Bangladesh has secured $98.85 million in grants from the Global Partnership for Education (GPE) to improve teacher development and accelerate digital transformation across the country’s education system.
The funding package, announced at the launch of the GPE System Transformation Grant (STG) and Multiplier Grant in Dhaka today (2 July), comprises a $48.85 million System Transformation Grant and a $50 million Multiplier Grant, reads a press release.
According to the release, the System Transformation Grant will finance a four-year programme beginning in September 2026 to strengthen the teaching profession from pre-primary to secondary level.

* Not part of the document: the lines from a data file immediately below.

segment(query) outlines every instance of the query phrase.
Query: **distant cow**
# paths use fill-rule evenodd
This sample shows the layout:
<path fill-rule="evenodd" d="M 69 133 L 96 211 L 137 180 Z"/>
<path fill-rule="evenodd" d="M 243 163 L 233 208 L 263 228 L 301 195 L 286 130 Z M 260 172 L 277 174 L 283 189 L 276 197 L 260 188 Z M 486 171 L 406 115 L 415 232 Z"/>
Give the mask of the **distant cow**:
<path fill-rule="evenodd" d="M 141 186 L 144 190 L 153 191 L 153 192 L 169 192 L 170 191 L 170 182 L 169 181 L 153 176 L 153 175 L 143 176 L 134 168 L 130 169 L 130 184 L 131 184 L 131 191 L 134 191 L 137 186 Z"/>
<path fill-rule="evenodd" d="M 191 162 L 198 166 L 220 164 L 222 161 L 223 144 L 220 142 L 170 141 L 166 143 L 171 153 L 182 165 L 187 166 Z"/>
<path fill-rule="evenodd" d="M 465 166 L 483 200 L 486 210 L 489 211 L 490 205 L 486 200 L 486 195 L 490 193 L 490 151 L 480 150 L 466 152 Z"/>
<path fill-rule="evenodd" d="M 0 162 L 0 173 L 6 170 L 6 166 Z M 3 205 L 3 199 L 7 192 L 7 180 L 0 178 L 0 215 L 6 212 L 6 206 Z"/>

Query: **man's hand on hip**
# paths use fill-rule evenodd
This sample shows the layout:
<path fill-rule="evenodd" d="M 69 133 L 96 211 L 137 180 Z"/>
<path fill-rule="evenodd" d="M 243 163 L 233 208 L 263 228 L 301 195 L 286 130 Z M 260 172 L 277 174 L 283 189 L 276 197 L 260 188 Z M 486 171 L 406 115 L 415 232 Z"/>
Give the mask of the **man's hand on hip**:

The initiative is expected to benefit nearly 677,000 teachers by improving teacher recruitment, professional development, career progression, accountability and support systems.
The programme will also introduce a national teacher policy framework, pilot a pre-service teacher education model, modernise in-service training and strengthen mentoring and academic leadership.
Meanwhile, the $50 million Multiplier Grant will support the Asian Development Bank’s (ADB) $300 million NextGen Education Program, which will run from 2026 to 2031.
The programme aims to expand technology-enabled and blended learning, benefiting around 700,000 teachers while advancing the digital transformation of Bangladesh’s education sector.
The government has appointed Unicef and Unesco as co-grant agents for the System Transformation Grant, while ADB will serve as the grant agent for the Multiplier Grant.
The government said the investment underscores its commitment to improving education quality and developing human capital, while reaffirming its target of gradually increasing public spending on education from around 2% to 5% of GDP.
The latest funding builds on Bangladesh’s long-standing partnership with GPE. In 2025, the country received a $2.6 million System Capacity Grant to support education sector reforms, policy development, education data systems, learning assessments and sector coordination.